Given the multidimensional characteristics among the variables, we first used Pearson’s heat map to observe the correlation among the variables and used the t-test method for data downscaling [20]. Three ML models -XGBoost, SGD, and KNN were used to develop predictive models [21-25]. The downscaled data is fed into a subsequent ML model. The predictive performance of each model was evaluated by the AUC. In addition, we calculated the Recall, Positive Predictive Value (PPV), Negative Predictive Value (NPV), and F1 Score. In addition, to evaluate the utility of the decision models by quantifying the net benefit at different threshold probabilities, we performed Decision Curve Analysis (DCA) [26,27]. Considering the single-center data, we also used K-fold cross-validation to check the stability of our model.

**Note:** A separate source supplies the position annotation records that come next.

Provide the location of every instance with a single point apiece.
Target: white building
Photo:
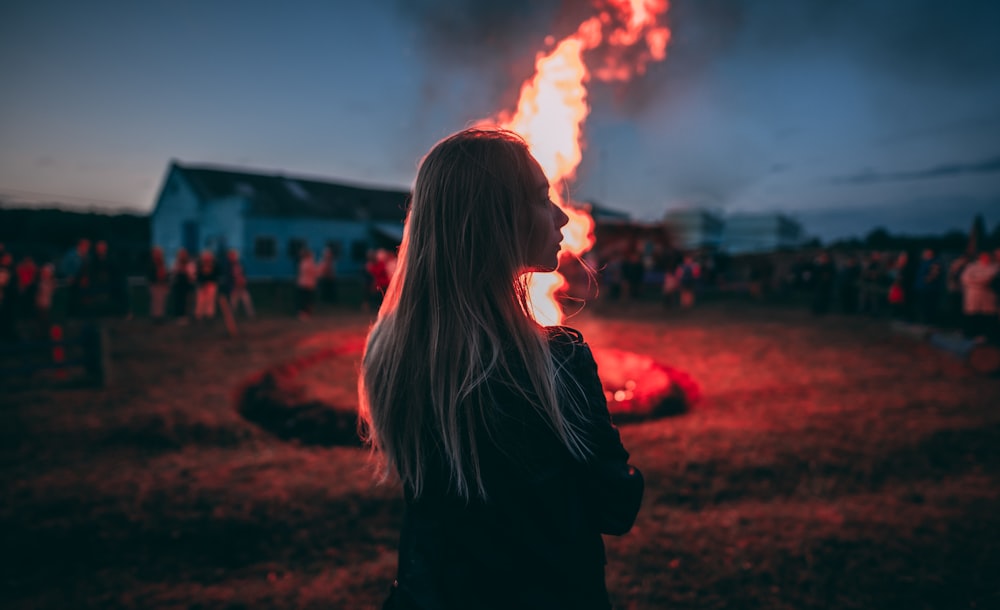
(761, 232)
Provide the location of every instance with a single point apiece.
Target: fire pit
(637, 387)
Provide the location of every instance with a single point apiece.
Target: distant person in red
(45, 289)
(27, 274)
(377, 270)
(688, 274)
(328, 275)
(207, 286)
(497, 426)
(305, 284)
(979, 300)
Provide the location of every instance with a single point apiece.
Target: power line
(56, 198)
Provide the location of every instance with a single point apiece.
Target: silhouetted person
(181, 283)
(206, 286)
(496, 426)
(928, 287)
(77, 271)
(824, 276)
(158, 280)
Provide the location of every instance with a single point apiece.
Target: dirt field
(829, 464)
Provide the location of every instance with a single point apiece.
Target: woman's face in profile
(544, 223)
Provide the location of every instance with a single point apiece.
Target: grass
(829, 464)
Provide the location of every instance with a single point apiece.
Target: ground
(829, 464)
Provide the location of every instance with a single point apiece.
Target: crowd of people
(957, 291)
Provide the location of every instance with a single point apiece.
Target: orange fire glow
(553, 106)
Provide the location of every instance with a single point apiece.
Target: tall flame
(553, 106)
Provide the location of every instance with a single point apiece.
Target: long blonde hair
(456, 315)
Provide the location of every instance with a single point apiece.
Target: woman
(496, 426)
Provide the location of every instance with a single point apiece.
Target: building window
(336, 247)
(359, 251)
(265, 248)
(295, 247)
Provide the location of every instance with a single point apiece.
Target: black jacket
(536, 542)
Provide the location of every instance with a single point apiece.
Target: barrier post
(58, 349)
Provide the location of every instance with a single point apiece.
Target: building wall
(696, 228)
(760, 233)
(353, 239)
(176, 205)
(221, 224)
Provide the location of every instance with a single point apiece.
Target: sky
(844, 114)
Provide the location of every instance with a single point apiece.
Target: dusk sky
(845, 114)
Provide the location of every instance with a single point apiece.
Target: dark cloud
(941, 171)
(466, 31)
(922, 216)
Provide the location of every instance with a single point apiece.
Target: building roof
(280, 195)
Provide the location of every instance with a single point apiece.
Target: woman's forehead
(537, 175)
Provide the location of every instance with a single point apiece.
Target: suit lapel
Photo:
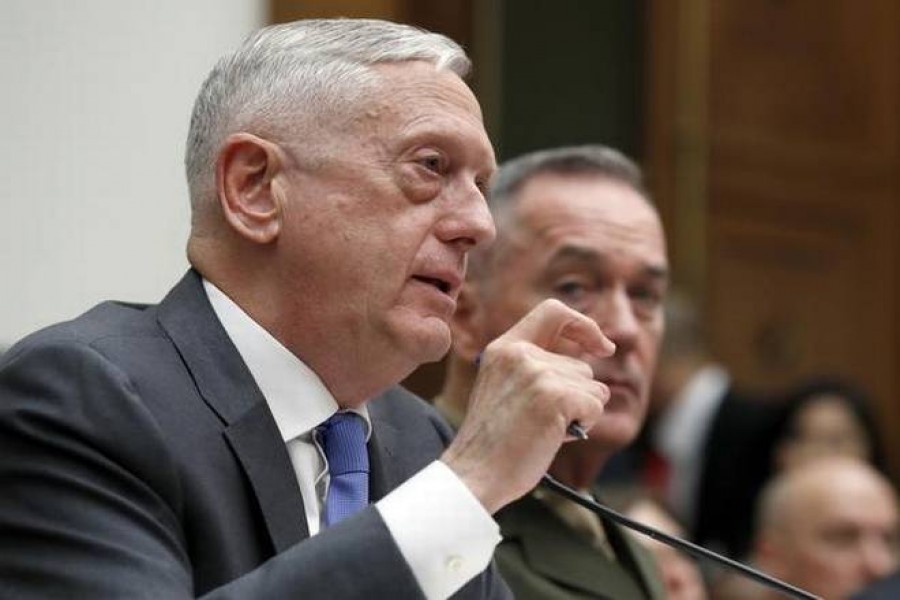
(227, 386)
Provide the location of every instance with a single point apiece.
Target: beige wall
(96, 99)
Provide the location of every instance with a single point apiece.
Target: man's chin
(615, 433)
(427, 342)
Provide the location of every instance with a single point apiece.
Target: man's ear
(245, 173)
(465, 326)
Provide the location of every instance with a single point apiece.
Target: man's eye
(433, 162)
(571, 290)
(647, 297)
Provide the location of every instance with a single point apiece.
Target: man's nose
(468, 220)
(614, 313)
(879, 558)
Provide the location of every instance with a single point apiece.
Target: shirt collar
(296, 396)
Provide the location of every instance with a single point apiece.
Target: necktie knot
(343, 440)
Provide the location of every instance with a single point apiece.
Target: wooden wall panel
(802, 185)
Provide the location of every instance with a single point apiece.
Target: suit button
(454, 563)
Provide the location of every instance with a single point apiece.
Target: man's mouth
(443, 286)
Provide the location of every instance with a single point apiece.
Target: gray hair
(290, 76)
(587, 160)
(592, 159)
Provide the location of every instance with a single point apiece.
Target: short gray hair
(301, 71)
(586, 160)
(591, 159)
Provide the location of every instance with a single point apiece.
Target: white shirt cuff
(442, 530)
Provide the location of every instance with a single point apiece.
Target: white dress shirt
(682, 432)
(442, 530)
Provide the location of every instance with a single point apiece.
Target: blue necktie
(343, 439)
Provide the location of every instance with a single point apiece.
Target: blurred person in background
(826, 416)
(704, 450)
(829, 528)
(573, 224)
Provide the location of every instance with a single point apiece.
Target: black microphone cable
(677, 543)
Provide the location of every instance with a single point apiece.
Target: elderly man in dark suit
(244, 438)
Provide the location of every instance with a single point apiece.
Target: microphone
(675, 542)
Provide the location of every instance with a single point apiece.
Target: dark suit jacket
(138, 459)
(736, 464)
(543, 559)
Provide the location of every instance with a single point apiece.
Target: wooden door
(775, 146)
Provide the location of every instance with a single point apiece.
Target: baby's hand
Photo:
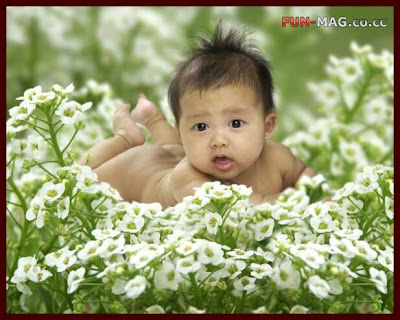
(125, 127)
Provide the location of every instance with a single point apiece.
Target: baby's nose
(219, 140)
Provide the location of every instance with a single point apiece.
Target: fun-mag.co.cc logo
(328, 22)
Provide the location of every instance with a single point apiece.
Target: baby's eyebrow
(238, 110)
(198, 115)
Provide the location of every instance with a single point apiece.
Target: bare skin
(162, 172)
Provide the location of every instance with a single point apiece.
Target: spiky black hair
(227, 58)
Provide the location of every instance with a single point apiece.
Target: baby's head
(227, 58)
(222, 101)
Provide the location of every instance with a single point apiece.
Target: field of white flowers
(74, 245)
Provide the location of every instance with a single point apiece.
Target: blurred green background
(135, 49)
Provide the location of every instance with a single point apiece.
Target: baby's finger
(123, 108)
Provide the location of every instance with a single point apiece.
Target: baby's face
(222, 130)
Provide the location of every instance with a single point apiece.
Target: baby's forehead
(233, 88)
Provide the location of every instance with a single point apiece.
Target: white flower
(352, 205)
(64, 93)
(75, 277)
(51, 191)
(187, 265)
(102, 234)
(70, 112)
(23, 111)
(62, 259)
(336, 164)
(156, 309)
(326, 93)
(348, 70)
(145, 255)
(366, 182)
(38, 275)
(131, 224)
(386, 258)
(298, 309)
(284, 216)
(167, 277)
(318, 209)
(264, 229)
(363, 249)
(18, 146)
(351, 151)
(212, 221)
(232, 268)
(135, 287)
(323, 224)
(242, 190)
(240, 254)
(260, 310)
(312, 182)
(102, 205)
(377, 60)
(343, 246)
(25, 266)
(220, 193)
(285, 276)
(260, 271)
(35, 207)
(23, 288)
(389, 207)
(356, 49)
(63, 208)
(347, 190)
(86, 181)
(245, 284)
(44, 98)
(90, 250)
(210, 252)
(351, 234)
(119, 287)
(379, 278)
(14, 126)
(336, 286)
(187, 247)
(110, 247)
(30, 94)
(36, 147)
(319, 287)
(193, 310)
(308, 255)
(376, 110)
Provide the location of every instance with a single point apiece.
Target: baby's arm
(290, 167)
(184, 178)
(293, 168)
(126, 136)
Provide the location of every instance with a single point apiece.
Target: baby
(221, 97)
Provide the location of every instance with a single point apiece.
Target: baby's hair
(227, 58)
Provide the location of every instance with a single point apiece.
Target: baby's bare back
(142, 173)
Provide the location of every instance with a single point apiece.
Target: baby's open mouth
(222, 163)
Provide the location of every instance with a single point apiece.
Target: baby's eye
(236, 123)
(200, 127)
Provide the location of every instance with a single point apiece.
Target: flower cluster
(356, 104)
(77, 243)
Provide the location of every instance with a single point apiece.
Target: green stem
(197, 292)
(70, 141)
(360, 98)
(50, 243)
(25, 227)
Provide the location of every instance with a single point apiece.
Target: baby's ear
(179, 133)
(270, 122)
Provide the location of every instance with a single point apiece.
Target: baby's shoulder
(277, 153)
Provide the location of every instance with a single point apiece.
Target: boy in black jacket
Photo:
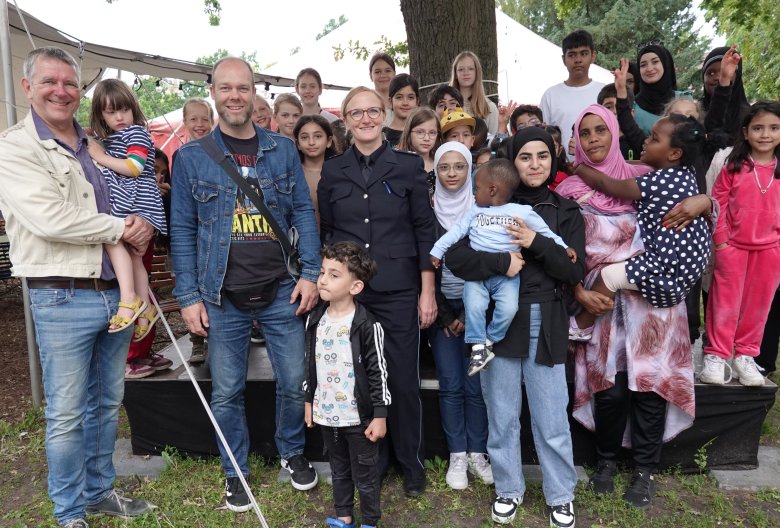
(346, 381)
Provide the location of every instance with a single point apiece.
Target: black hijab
(653, 97)
(534, 195)
(738, 103)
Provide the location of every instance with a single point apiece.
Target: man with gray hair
(56, 205)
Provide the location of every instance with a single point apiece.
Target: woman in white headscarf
(463, 413)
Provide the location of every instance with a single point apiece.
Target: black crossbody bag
(255, 296)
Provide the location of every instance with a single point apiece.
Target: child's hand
(95, 149)
(377, 429)
(307, 415)
(728, 66)
(455, 328)
(515, 264)
(621, 74)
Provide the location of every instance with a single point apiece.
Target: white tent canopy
(96, 59)
(527, 63)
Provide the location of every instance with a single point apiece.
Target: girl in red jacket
(747, 248)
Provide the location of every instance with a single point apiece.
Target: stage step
(164, 410)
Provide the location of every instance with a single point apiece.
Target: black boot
(640, 493)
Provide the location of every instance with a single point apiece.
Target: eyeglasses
(531, 122)
(422, 134)
(654, 42)
(372, 112)
(457, 167)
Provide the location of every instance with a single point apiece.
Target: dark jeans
(767, 359)
(353, 460)
(647, 411)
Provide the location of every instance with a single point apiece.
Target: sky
(179, 29)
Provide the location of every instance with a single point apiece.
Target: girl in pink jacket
(747, 248)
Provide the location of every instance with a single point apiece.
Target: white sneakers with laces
(457, 476)
(748, 372)
(714, 371)
(479, 466)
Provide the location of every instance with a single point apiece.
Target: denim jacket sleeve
(184, 230)
(302, 217)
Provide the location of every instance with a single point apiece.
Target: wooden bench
(161, 278)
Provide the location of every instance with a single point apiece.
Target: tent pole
(5, 57)
(8, 86)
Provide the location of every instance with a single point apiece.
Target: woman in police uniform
(378, 198)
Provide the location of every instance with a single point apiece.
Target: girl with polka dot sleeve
(674, 258)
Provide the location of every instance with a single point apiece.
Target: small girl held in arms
(127, 164)
(747, 248)
(674, 258)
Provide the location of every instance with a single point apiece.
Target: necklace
(755, 173)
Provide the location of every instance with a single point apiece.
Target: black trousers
(767, 358)
(397, 312)
(353, 460)
(647, 412)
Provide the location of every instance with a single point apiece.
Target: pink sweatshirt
(748, 218)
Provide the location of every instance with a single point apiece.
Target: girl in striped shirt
(126, 158)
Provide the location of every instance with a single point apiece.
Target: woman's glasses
(372, 112)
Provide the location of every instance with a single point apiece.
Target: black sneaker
(505, 509)
(562, 516)
(236, 498)
(302, 474)
(640, 493)
(258, 337)
(480, 357)
(603, 479)
(116, 504)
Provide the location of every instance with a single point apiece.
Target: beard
(235, 120)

We use the optimal predictive model to observe the weighting characteristics of the variables. Selected features were combined with clinical significance to construct a Decision Tree model to predict the incidence of MACCEs in patients over a 2-year period [28]. And its decision-making performance is evaluated by AUC. If necessary, we will focus on the prognosis of this indicator using survival analysis curves.
The flow of this study is shown schematically in Figure 1.
3. Results
3.1 Patient Characteristics
As seen in Table 1, a total of 361 patients were included in the study. 91 patients (25.2%) had MACCEs events within 2 years. Among the Table 1, GS showed a statistically significant difference within the two groups mentioned above (P<0.001). To facilitate machine learning, we set the time-years in which MACCEs occur as independent labels as the annotation of the data.
(Y:Yes, N:=None)
3.2 Correlation between variables in this study
As can be seen in Figure 2, LDH was highly correlated with the ALT variable (coefficient was 0.96), Total Cholesterol was highly correlated with HDL and LDL (coefficients were 0.77 and 0.93, respectively), and NLR was highly correlated with SII (coefficient was 0.9). The above heat map provides the basis for subsequent data downscaling.
3.3 Development and validation of models
We preprocessed and cleaned the data and randomly divided the dataset into 70% training (n=252) set and 30% testing set (n=109) . Test sets are often representative of a model’s ability to generalize. From Figure 3, Figure 4 and Table 2, it can be seen that the XGBoost model has the best performance. The accuracy was 0.963, the AUC value was 0.97, and the clinical net benefit curves were higher than the remaining two models.
3.4 Observation of feature weights
As can be seen in Figure 5, the weight share of GS is the most important in the whole model. This provides a theoretical basis for selecting variables for our subsequent modeling.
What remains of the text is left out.